Lo guardai incrociando le braccia al petto, avevo indosso dei leggins neri ed una felpa extralarge, ai piedi avevo dei calzettoni grigi uno dei quali con tanto di buco in bella vista dal quale faceva capolino il pollice del piede.

Si voltò e il suo sguardo incrociò il mio.

Tac! Un altro pugno nello stomaco.

"Che c'è? Perchè mi guardi come se volessi uccidermi?" mi chiese.

Lo vidi avvicinarsi... troppo per i miei gusti. "Stai bene? Sei pallida e hai gli occhi lucidi!". Mi allontanai cercando di mantenere una distanza ragionevole per me. La sua vicinanza stava diventando insopportabile.

Guardai le buste che aveva in mano.

"Ah scusa... ho portato del cibo giapponese... se non ricordo male ne vai matta" mi disse porgendomi le buste che aveva in mano.

"Grazie!" risposi semplicemente afferrando le buste e avviandomi verso l'angolo cucina "Credo di avere la febbre".

Posai il tutto sul tavolo, prendendo posto su una delle sedie.

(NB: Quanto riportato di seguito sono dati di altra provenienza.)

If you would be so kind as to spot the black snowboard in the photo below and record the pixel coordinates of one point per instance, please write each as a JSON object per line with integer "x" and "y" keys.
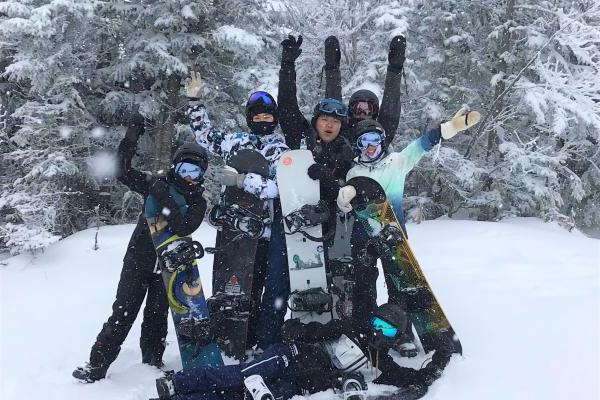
{"x": 241, "y": 217}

Lui sembrava a suo agio, non gli chiesi di accomodarsi perchè si stava comportando come se fosse a casa sua. Difatti si era tolto la giacca, poggiandola sullo schienale di una sedia. Lo guardai mentre con disinvoltura si arrotolava le maniche della camicia, notai gli avambracci scolpiti e numerosi tatuaggi che non ricordavo avesse cinque anni prima. Si avviò verso il frigorifero.